For a usual silicon semiconductor, the junction temperature is rated at 150 degree C. That said, for lifespan reasons, the usual limit for junction temperature is around 100 degree C.
My question is whether a SiC device, say a diode, can allow us to run at a higher temperature?
Or is the advantage of SiC just limited to higher efficiency, small leakage current, etc.
SiC devices in theory can operate at extremely high temperatures, however there are mechanisms such as thermal runaway and factors such as packaging that limit the operating temperature. Reliability can be greatly affected by temperature and temperature cycling due to packaging limitations, for example.
Most currently available devices I have looked at are limited to 175°C absolute maximum Tj, which is the same as, or similar to, many silicon and Schottky diodes.
There are applications such as military where cost is deemed to be not of great importance and more exotic packaging can be used and they can operate at 200-300°C. Here for example are some parts rated for >200°C.
SiC devices have better thermal conductivity (~3x better than silicon) and a higher junction temperature rating. So they are better than silicon in being able to remove heat from the device and operating at higher temperatures. But it is not just these parameters that will determine a devices operating temperature, epoxy and package conductivity also determine package operating temp.
SiC itself will work out to very high temperatures, but the rest of the device might not. It's not that far beyond normal working temperatures (maybe 250 °C or so) that aluminum contacts (the bits that let you connect to the semiconductor, inside the package) can delaminate, breaking the connection between the semiconductor and the outside world.
That said, typical SiC devices can function at much higher temperatures than silicon ones. That is, in fact, one of the advantages of SiC over silicon (though not the main one).
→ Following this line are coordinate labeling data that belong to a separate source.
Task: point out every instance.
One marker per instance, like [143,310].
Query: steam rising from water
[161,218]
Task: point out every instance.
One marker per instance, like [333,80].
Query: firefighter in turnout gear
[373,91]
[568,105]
It's difficult to test devices out to high temperatures, though. Many ovens for reliability testing don't go higher than 180 °C, so it's quite possible that a part may work well past 200 °C, but the manufacturer doesn't feel the need to invest in new test equipment to test them past 175 °C.
You should also bear in mind that the reverse leakage of a diode is exponential in temperature, meaning it goes up rapidly as the part heats up. That may limit the usable temperature range for your purposes.